久々のエラリー・クイーンです。新訳版国名シリーズを一気に読んでしまうのがもったいないのでSFに浮気していましたが、そろそろ少し戻りましょうか。

と言っても国名シリーズではなく短編集の方へ。

1961年初版の創元推理文庫。2014年の2月までに重ねた版、なんと68版。いやー、すごいですね。なんというロングセラー。

1961年は昭和でいうと36年、さすがの私もまだ生まれていませんが、訳は読みやすいです。特に古めかしいとも思いません。まぁ、子どもの頃から「昭和の翻訳もの」を読んできたので慣れているせいもあるのかもしれませんが。

今の若い人にはもしかしたら読みにくい箇所、意味のとりづらい言葉があったりするのかな。

活字が小さいのが読みにくいかな? 今の文庫はどれも字が大きいですからね。

昔のままの活字っぽいのが私は嬉しいです。

収められた短編は10編。

・「アフリカ旅商人の冒険」
・「首つりアクロバットの冒険」
・「一ペニイ黒切手の冒険」
・「ひげのある女の冒険」
・「三人のびっこの男の冒険」
・「見えない恋人の冒険」
・「チークのたばこ入れの冒険」
・「双頭の犬の冒険」
・「ガラスの丸天井付き時計の冒険」
・「七匹の黒猫の冒険」

原著にはもう1編、「キ印ぞろいのお茶の会の冒険」という作品が入っているそうですが、創元推理文庫の別の本(『世界短編傑作集4』)に収録されているのでこちらでは割愛されたそう。

再録してくれててもいいのにー。



『世界短編傑作集』は江戸川乱歩が編んだものらしいです。こちらも現在でも版を重ねているもよう。絶版じゃないってすごいな。創元社がんばってる。

機会があれば読んでみたいものですが。

で、収録された10編、どれもなかなか面白かったです。それぞれ味わいが違いますし、一つ一つは短いですから、移動時間や隙間時間などに気軽に読むのにお薦め。

短編はアイディア勝負ですから内容についてはあまり書けませんが、エラリーが母校で「応用犯罪学」の講座を受け持つ「アフリカ旅商人の冒険」、宿の主人が怪奇譚のように語る「双頭の犬の冒険」、そして猫嫌いのはずの老婆がなぜか毎週一匹ずつ黒猫を買う「七匹の黒猫の冒険」が印象深かったです。

「七匹の黒猫」にはハリー・ポッターという人物が出てきて「お!?」と思いますが、原著は1934年の作品ですからあのハリー・ポッターとは何の関係もないでしょう。
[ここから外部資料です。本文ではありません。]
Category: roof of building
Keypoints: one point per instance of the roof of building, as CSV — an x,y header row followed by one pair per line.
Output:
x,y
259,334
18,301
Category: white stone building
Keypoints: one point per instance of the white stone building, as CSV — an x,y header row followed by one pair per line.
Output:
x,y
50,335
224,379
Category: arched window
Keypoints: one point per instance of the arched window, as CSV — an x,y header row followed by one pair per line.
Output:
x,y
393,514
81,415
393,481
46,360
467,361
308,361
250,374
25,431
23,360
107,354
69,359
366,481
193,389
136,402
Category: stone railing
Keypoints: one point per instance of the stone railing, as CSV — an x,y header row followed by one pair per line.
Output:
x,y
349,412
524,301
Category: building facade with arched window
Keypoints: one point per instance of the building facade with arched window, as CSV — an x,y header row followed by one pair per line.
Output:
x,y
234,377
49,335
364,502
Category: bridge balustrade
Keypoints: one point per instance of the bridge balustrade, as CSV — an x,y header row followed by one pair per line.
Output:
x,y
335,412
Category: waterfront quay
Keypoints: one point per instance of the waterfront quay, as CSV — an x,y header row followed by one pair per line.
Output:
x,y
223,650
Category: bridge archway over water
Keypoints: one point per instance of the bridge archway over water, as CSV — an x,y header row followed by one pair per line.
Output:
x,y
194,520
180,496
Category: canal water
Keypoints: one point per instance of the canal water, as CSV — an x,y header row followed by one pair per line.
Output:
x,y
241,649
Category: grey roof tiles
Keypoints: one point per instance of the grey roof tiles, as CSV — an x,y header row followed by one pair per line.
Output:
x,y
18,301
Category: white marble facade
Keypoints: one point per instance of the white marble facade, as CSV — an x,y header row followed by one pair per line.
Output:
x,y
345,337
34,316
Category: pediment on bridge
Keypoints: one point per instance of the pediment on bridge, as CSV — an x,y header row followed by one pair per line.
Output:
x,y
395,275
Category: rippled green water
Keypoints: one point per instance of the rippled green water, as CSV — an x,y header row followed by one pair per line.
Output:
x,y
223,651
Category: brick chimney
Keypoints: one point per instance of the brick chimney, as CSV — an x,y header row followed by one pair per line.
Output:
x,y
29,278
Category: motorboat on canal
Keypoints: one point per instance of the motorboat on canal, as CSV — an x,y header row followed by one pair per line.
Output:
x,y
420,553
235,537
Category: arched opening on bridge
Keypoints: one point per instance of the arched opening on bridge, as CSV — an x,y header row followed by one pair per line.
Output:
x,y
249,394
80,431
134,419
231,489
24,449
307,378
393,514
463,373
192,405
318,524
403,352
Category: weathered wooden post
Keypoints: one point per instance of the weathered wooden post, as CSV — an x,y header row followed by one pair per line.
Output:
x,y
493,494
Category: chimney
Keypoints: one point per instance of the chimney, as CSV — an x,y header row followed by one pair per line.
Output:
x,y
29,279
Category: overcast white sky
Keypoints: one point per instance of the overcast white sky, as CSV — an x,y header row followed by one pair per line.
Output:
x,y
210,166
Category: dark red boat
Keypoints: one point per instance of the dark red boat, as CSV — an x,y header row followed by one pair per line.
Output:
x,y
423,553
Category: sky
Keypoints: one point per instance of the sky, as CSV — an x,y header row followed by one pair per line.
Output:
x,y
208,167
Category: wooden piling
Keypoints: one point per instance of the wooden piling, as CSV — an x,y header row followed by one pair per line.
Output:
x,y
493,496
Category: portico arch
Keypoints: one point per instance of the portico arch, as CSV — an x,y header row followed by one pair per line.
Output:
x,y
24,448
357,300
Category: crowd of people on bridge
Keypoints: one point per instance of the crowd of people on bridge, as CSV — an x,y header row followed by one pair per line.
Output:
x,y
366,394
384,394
クイーン警視やヴェリー部長といったお馴染みの面々も登場し、クイーン家の新世代万能執事ジューナの名前もちょこっと出てきます。

『災厄の町』を読んだ時に「エラリーってこんなに“たらし”だったの!?」とびっくりしたんですが、この短編集でもその片鱗をしっかり窺わせてくれて、「エラリー、おまえ、そういうヤツだったのか……」感(笑)。

「七匹の黒猫の冒険」ではペットショップの若い美女の「美しい目を見つめ」、有名なクイーンさんに出会えるなんてという美女に「ぼくだって(あなたみたいな美人に会えるとは)」と言って彼女の顔を赤らめさせています。

「ひげのある女の冒険」では事件の起こった屋敷の若い看護婦ミス・クラッチに目をつけ、「あなたはミス・クラッチの―――そのう――所書きをご存知ではないですか」とか言ってる。

所書きを知ってどうしようというんだ、ええっ!?(爆)

国名シリーズ前半を読んだ限りではそんなに「たらし」な印象はなかったのになぁ。とはいえ決して嫌らしい感じではなく、むしろ推理の才能を含め自身の「魅力」に自覚的なところがエラリーの良さでしょう。うん、実際にそばにいたら鼻につきそうな気もするけど、でもやっぱり格好いいんだろうなぁ(笑)。